Hello folks, its been a while since I have been here. I see its not to busy anyway. I see some of you die hards are still here. 

Well, I did a few more cut videos with the Traditional Filipino Weapons Ginunting - 



 I was actually surprised when I saw how thick the bone was. :erg: I had no idea it ws so thick. I hid my expression here but said to myself, WOW! One can only imagine battles done with swords in ancient times. TV does make it look so romantic. This video is pretty but not romantic. :asian:


----------



## Blindside (Sep 23, 2010)

Hi Ron,

Did you recently redesign that ginunting?  One of my students recently got one of yours and the false edge is much shorter than the one I bought from you over a year ago.  

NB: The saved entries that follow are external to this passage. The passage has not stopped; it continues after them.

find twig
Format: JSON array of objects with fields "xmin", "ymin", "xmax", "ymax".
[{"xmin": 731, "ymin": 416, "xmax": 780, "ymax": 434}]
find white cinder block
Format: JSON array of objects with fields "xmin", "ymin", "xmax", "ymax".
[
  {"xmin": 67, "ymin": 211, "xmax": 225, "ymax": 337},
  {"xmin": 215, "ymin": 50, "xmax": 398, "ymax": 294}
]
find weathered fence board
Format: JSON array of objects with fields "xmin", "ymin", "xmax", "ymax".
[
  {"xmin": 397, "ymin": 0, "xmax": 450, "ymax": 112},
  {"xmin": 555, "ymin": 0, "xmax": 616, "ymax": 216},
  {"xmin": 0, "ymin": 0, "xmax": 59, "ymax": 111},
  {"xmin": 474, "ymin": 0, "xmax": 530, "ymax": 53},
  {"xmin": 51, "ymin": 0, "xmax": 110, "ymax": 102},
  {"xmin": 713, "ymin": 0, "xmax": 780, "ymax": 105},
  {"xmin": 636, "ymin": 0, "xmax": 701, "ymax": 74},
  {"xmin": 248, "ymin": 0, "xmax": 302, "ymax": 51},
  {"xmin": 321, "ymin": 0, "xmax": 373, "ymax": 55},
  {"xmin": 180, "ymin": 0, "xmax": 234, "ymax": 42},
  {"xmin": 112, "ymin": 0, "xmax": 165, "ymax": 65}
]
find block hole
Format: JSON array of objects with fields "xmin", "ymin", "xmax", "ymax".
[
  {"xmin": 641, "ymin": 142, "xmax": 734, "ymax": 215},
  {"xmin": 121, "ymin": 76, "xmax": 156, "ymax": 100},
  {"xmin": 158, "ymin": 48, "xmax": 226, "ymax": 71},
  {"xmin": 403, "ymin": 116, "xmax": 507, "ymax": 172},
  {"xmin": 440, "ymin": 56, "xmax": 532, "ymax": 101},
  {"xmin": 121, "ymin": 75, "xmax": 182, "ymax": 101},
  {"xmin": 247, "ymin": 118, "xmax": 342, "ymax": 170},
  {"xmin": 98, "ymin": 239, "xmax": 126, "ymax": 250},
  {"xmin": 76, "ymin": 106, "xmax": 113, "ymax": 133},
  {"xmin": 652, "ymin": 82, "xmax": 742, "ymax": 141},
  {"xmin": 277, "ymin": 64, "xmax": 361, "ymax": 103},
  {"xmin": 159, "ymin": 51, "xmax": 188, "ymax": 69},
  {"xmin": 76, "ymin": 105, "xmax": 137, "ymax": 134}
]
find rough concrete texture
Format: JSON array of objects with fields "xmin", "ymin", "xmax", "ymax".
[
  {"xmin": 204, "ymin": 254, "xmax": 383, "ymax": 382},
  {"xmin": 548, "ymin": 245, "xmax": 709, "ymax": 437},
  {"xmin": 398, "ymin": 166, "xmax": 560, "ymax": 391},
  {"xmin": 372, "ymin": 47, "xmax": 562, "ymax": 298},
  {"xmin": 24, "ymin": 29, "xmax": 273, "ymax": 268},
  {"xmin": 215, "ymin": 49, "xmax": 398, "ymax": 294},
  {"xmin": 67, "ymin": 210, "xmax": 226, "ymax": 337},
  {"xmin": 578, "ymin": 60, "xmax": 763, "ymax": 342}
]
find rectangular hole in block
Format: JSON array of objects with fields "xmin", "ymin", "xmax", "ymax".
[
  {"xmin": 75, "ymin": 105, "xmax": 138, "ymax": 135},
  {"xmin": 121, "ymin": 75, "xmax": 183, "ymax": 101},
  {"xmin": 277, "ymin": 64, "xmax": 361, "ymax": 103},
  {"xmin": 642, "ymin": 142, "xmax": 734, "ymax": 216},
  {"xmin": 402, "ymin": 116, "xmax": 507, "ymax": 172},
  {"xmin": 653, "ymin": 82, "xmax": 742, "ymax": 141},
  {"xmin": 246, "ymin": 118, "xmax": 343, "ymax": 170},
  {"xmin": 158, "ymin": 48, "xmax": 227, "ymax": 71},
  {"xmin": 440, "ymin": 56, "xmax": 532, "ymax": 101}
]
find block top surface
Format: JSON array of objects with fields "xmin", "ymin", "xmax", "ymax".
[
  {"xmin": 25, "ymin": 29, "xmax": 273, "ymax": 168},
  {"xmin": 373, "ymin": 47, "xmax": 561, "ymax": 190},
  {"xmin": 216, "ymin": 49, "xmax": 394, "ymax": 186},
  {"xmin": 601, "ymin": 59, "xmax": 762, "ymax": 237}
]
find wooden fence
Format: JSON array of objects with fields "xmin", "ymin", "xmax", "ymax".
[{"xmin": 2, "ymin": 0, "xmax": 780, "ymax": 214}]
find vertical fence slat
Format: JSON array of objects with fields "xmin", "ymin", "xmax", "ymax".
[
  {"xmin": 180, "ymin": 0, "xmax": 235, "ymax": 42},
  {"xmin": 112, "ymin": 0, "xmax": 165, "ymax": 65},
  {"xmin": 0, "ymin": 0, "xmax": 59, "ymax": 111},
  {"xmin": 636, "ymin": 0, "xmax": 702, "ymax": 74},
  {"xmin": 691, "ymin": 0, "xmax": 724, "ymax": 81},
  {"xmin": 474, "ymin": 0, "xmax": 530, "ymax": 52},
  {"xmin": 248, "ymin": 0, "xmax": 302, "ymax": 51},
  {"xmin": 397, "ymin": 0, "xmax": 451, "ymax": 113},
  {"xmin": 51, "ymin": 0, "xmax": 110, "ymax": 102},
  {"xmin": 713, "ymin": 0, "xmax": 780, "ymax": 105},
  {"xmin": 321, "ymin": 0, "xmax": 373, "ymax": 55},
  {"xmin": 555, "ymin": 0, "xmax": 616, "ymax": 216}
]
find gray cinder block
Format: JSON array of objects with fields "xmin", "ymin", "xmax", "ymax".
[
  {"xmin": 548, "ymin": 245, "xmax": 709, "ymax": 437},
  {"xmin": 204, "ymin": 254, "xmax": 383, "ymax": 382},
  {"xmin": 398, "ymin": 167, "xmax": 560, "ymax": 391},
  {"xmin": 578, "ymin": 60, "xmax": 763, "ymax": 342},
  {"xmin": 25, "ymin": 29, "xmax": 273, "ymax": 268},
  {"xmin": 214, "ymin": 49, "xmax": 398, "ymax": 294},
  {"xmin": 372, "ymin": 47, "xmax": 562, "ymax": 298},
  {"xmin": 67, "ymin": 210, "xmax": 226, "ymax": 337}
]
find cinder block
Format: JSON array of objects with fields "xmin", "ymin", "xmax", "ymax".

What drove those changes in design?


----------



## Ron Kosakowski (Sep 23, 2010)

Grand Tuhon Leo Gaje and Tim Wade asked me to change it so it can  be used without harm in geetting cut in the PTK system. In other words, more of the back edge can can be used with the other hand for various in-fighting tactics. I actually like it better myself.


----------



## Blindside (Sep 23, 2010)

Thanks for the info.


----------